NER, additional checking after highlighting spans

Hi Prodigy Team. I wonder if we can make additional checking when the annotator highlights the words. We have annotation tasks similar to NER where the annotator highlights some phrases from a review (many sentences) and labels them. There is a requirement that the annotator should not highlight phrases from 2 different sentences.

Thanks :'D

Hi! It sounds like this is a good use case for the validate_answer recipe callback: https://prodi.gy/docs/custom-recipes#validate_answer

You'll be able to define a Python function that receives the annotated example when it's submitted and raises an error if the annotations are considered invalid. The error is then shown to the user as an alert so they can fix the annotations, and they'll only be able to submit if the checks pass.

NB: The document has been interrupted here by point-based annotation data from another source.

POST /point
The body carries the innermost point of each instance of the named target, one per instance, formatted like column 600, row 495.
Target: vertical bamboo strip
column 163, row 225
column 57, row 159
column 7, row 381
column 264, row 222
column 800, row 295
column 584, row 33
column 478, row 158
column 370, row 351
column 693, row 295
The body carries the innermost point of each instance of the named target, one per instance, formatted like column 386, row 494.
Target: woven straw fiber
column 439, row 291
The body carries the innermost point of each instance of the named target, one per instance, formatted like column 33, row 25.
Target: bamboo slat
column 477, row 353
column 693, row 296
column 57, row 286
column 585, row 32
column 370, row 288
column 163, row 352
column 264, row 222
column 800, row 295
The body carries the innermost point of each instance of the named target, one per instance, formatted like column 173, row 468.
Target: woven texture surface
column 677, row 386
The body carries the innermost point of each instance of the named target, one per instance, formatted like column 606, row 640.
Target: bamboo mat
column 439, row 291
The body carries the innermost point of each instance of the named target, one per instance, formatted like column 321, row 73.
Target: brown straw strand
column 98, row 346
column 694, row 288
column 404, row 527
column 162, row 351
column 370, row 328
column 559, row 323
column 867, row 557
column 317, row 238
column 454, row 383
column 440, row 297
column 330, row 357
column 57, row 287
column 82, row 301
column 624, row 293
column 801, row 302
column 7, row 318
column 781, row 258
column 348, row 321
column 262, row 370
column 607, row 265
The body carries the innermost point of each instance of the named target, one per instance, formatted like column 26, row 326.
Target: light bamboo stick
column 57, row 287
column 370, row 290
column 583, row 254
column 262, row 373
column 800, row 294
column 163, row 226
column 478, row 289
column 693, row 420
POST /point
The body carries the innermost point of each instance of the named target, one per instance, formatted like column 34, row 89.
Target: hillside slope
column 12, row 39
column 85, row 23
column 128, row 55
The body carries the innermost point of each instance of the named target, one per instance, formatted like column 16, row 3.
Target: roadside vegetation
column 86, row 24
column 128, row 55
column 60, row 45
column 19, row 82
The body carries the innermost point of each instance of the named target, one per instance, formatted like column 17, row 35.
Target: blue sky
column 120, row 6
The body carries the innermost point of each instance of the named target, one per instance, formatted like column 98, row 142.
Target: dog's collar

For efficiency, you probably want to do the sentence segmentation when you generate the examples you send out for annotation, and store the information with the JSON, so you don't have to do it during validation (which can potetially take longer). One simple option would be to just store the character offsets of the sentence starts, e.g. "sentence_starts": [50, 125, 293, 290]. For each span, you'll have the start and end character offsets, so you can easily calculate which sentence it belongs to based on its "start". You can then raise if there are two spans from two different sentences.

Great! I will try this. Thank you for your support :"D

1 Like